Non-prescription drugs may be advertised to the general public, but such advertisements are subject to the F&DA and Regulations and the various other codes, guidelines and laws discussed above. Both ASC and MIJO provide a review and pre-clearance service for consumer-directed non-prescription drug advertising.

6.2 Is it possible to advertise prescription-only medicines to the general public? If so, what restrictions apply?

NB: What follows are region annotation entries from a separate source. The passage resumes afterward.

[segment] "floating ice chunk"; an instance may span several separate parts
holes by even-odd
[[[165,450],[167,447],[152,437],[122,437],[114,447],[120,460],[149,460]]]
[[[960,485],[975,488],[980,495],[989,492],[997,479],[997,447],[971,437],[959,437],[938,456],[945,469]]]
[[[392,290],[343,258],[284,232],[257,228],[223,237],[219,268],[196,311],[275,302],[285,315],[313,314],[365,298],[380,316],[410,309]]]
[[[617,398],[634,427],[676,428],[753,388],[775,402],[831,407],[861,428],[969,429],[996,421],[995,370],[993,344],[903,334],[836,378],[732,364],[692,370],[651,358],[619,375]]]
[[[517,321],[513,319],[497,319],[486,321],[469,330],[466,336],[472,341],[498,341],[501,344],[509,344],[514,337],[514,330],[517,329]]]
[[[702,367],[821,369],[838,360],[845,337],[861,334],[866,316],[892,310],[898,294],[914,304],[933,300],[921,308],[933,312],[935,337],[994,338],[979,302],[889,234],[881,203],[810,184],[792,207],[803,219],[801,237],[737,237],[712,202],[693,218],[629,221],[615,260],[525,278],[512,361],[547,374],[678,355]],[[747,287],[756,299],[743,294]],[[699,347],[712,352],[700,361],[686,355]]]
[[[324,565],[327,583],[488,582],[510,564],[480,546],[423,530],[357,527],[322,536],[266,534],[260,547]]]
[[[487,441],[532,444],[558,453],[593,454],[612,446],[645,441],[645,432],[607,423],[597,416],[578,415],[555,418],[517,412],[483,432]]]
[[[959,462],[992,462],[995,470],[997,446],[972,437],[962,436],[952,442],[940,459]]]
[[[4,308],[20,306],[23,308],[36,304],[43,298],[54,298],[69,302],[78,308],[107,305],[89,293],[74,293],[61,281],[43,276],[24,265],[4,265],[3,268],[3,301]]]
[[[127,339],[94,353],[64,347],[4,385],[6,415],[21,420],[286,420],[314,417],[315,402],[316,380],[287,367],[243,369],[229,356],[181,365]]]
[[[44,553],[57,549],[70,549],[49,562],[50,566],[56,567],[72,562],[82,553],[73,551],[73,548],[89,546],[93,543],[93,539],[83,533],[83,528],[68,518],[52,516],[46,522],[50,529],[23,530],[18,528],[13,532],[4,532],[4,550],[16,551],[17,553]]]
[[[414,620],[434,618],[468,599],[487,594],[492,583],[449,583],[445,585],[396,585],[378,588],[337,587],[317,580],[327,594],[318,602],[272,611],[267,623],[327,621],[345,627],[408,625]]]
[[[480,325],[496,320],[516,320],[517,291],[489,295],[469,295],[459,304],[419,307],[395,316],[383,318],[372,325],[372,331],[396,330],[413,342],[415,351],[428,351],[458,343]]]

Advertising of prescription drugs to the general public is permitted in Canada, although very stringent rules are imposed under the Regulations to the F&DA. No person shall advertise a new prescription drug unless the Minister has issued a Notice of Compliance to the manufacturer of the new drug. The law prohibits any direct-to-consumer advertising of narcotic drugs and controlled drugs. Prescription drugs, known in the legislation as Schedule F drugs, may not be advertised to the general public other than with respect to the brand name, proper name, common name, price and quantity of the drug. Furthermore, the F&DA prohibits any advertising to the general public of prescription drugs as a means to prevent, treat or cure conditions listed in Schedule A of the F&DA (although Schedule A prevention claims are permitted for OTC products and natural health products). There are currently 40 conditions listed in this schedule including alcoholism, anxiety, cancer and heart disease. Schedule D vaccines that would require a prescription for sale in Canada may be advertised subject to satisfying the "fair balance" requirement as described in Health Canada's Interim Guidance Fair Balance in Direct-to-Consumer Advertising of Vaccines – namely, the advertising must present accurate, truthful, objective and balanced information on the benefits and risks of the vaccine. The F&DA also prohibits the distribution of a drug as a sample, except in the case of distribution to designated healthcare professionals (such as doctors and pharmacists). Finally, the F&DA makes it an offence to advertise a drug in a deceptive manner.